Over dinner, we decided on Wild Dunes at Thanksgiving. The rest of the time Anne described her trip to England. I listened.
“Did you see anything besides cathedrals and monuments?” I asked when she paused for breath.
“Caves.”
“Caves?”
“Totally bizarre. This guy named Francis Dashwood had them dug sometime in the eighteenth century. He wanted a Gothic atmosphere, so he had this corny thr
ee-sided stone structure built around the entrance. Cathedral windows, doors, and arches, a stone-bordered portal in the center, and a black wrought-iron fence at each side. Creates a sort of courtyard. Gothic chic, complete with souvenir shop, café, and white plastic tables and chairs for the thirsty medieval tourist.”
She took a sip of wine.
“You enter the caves through a long white tunnel with a low, rounded ceiling.”
“Why white?”
“It’s all fake. The caves were chiseled out of chalk.”
“Where are they?”
“West Wycombe in Buckinghamshire. It’s about an hour’s drive northwest of London. Someone told Ted about the place, so we had to stop off on our way to Oxford.” She rolled her eyes. “Tempe, these caves are mondo bizarro. Passages meander all over the place, with little rooms and crannies and side branches. And they’re filled with all sorts of creepy carvings.”
“Creepy?”
“Most of the engravings look like the work of kids, but they’re way too grotesque.”
“Like what?”
“A face with a cross gouged into its forehead, another wearing a sorcerer’s hat, the mouth and eyes perfect O’s.”

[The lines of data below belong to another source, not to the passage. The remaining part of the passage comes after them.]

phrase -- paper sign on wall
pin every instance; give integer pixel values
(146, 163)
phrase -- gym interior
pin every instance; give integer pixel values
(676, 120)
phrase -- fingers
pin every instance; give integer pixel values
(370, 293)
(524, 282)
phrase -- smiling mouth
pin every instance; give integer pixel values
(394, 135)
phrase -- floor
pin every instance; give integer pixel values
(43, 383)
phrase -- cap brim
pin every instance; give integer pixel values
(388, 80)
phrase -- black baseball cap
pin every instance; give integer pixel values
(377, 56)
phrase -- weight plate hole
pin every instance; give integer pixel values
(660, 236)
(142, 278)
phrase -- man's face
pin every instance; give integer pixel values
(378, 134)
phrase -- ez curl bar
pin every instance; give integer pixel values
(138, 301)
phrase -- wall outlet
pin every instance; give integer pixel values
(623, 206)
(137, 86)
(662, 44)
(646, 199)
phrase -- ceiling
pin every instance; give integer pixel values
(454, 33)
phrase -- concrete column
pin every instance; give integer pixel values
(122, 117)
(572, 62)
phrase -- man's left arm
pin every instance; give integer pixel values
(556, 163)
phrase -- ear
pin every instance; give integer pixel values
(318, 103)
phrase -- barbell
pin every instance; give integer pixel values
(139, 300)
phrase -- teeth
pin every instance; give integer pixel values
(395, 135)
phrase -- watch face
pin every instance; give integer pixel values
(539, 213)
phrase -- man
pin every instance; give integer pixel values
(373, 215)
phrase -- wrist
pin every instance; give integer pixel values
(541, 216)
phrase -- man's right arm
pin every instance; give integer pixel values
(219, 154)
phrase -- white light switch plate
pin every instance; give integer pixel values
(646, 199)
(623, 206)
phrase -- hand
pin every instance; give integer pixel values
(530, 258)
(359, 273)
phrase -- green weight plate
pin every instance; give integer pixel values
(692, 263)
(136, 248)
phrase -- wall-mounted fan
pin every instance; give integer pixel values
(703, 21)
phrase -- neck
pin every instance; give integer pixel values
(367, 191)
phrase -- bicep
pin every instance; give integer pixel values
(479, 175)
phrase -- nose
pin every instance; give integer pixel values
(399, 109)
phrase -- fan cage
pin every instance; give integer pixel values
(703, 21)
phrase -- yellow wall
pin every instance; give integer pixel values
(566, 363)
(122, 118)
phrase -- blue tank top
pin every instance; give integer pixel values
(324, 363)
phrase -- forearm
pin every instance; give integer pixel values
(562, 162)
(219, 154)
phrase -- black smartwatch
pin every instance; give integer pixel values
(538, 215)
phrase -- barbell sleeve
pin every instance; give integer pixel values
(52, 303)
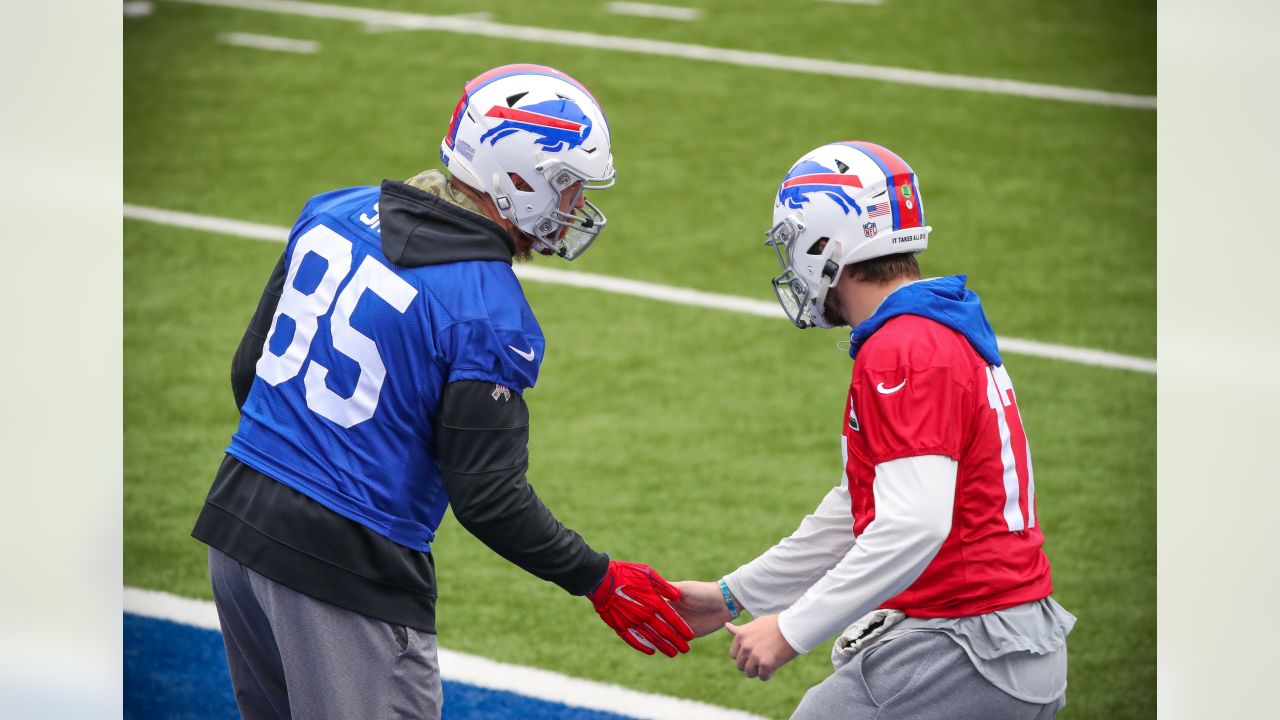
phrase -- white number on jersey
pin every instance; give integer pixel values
(1000, 396)
(306, 310)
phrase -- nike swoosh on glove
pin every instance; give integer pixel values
(632, 600)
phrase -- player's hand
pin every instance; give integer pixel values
(759, 647)
(632, 600)
(702, 605)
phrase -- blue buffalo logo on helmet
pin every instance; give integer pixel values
(558, 124)
(813, 177)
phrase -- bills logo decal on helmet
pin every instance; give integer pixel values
(558, 123)
(808, 177)
(900, 182)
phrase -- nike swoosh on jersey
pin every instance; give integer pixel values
(882, 390)
(530, 355)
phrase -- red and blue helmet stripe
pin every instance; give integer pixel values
(498, 73)
(904, 192)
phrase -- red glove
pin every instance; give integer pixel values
(632, 600)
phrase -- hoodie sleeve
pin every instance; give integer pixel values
(910, 402)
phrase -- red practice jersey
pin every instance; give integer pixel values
(920, 388)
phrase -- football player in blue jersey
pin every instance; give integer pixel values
(379, 382)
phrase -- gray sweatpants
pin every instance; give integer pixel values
(915, 677)
(296, 657)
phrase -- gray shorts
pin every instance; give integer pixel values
(292, 656)
(919, 675)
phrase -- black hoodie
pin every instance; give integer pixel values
(481, 449)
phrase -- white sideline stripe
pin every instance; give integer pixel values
(269, 42)
(745, 58)
(137, 9)
(640, 288)
(475, 670)
(650, 10)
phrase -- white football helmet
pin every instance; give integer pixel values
(535, 141)
(859, 197)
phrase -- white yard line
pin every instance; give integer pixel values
(744, 58)
(138, 9)
(475, 670)
(650, 10)
(640, 288)
(269, 42)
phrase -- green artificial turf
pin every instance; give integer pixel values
(682, 437)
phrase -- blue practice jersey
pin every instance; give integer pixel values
(359, 352)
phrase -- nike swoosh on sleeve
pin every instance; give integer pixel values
(530, 355)
(882, 390)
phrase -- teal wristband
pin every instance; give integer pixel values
(728, 601)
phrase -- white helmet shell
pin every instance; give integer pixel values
(859, 197)
(534, 140)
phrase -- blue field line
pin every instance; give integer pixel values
(174, 671)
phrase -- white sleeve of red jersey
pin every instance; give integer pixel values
(778, 577)
(914, 501)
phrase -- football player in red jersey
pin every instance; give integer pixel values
(926, 557)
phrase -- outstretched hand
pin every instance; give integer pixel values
(632, 600)
(759, 648)
(702, 606)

She gave what she must have considered a ghostly grimace.
“Tunnels split, then rejoin, then change direction for no reason. There’s a Banqueting Hall and a River Styx, complete with fake stalactites, that you have to cross to enter a chamber called the Inner Temple. My personal favorite was a winding passage to nowhere stuffed with tacky mannequins of Dashwood and his cronies.”
“Why did Dashwood dig the caves?”
“Maybe he had more money than brains. The guy’s mausoleum is there, too. Looks like the Coliseum.”
She drained her wine, swallowed quickly as another idea struck her.
“Or maybe Frank was an eighteenth-century Walt Disney. Planned to make millions opening the place as a tourist attraction.”
“Didn’t they provide an explanation?”
“Yeah. Outside the cave there’s a long brick corridor with wall hangings that give the history. I was taking pictures, so I didn’t read them. Ted did.”
She rechecked her glass, found it still empty.
“Just down the road, there’s an elaborate English manor called Medmenham Abbey. The place was built by twelfth-century Cistercian monks, but Dashwood bought and renovated it to use as a country getaway. Gothic walls, crumbling entrance with engraved motto arching above.”